These cinnamon speculoos cookies (also called Biscoff or spekulaas cookies) are deliciously crispy and fragrant. Their distinctive spicy aroma comes from the addition of a LOT of cinnamon and the caramelizing of the brown sugar. Yummy.
I recently bought one of my favourite French pastry chef’s new book (“Gâteaux“) and immediately spotted the recipe for these cinnamon speculoos cookies. These Belgian cookies are traditionally made in time for St. Nicolas’ Day (on the 6th of December), but are now available to buy all year round.
I often use speculoos for my baking (for instance for the pumpkin cheesecake) as they add a nice cinnamony flavour to the dessert.
Speculoos are easy to make but require some resting time so you need to plan ahead before making them.
If you like cinnamon, you’ll enjoy this recipe!

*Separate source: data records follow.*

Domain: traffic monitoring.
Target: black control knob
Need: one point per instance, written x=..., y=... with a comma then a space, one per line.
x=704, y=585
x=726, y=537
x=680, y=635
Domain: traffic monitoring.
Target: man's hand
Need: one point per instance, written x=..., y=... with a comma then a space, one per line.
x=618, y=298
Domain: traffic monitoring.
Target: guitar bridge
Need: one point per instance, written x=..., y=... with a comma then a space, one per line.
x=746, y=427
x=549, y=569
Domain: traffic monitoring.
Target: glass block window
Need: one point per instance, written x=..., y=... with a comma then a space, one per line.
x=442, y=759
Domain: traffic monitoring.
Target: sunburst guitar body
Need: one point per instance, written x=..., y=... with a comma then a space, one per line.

These cinnamon speculoos cookies (also called Biscoff or speculas cookies) are deliciously crispy and fragrant. Their distinctive spicy aroma comes from the addition of a LOT of cinnamon and the caramelizing of the brown sugar. Yummy.
- 20 g eggs about 1/2 egg
- 100 g (1 stick) of butter
- 100 g (1/2 cup) vergeoise sugar or alternatively brown sugar
- 30 g (2 tbsp) granulated sugar
- 200 g (1 2/3 cups) flour
- 6 g (1 tsp) baking powder
- 10 g (2 tsp) of whole milk
- 5-8 g (1 tsp - 1 1/2 tsp) cinnamon
- 1 g salt a pinch of salt
Mix the butter, the white sugar and the vergeoise/brown sugar, then add the egg and the milk.
In a separate bowl, mix the flour, cinnamon, salt and baking powder, then add to the butter/sugar and mix until well combined.
Wrap the dough in cling film and chill in the fridge for 30 min until it becomes firmer (but not too firm or you will not be able to roll it out).
Roll out the dough to 3 mm (0.1 inch) thickness and cut out shapes with a cookie cutter. Leave to dry out at room temperature for 2 hours before baking.
Preheat the oven to 180°C (355F). Bake in the oven for 10 to 15 minutes.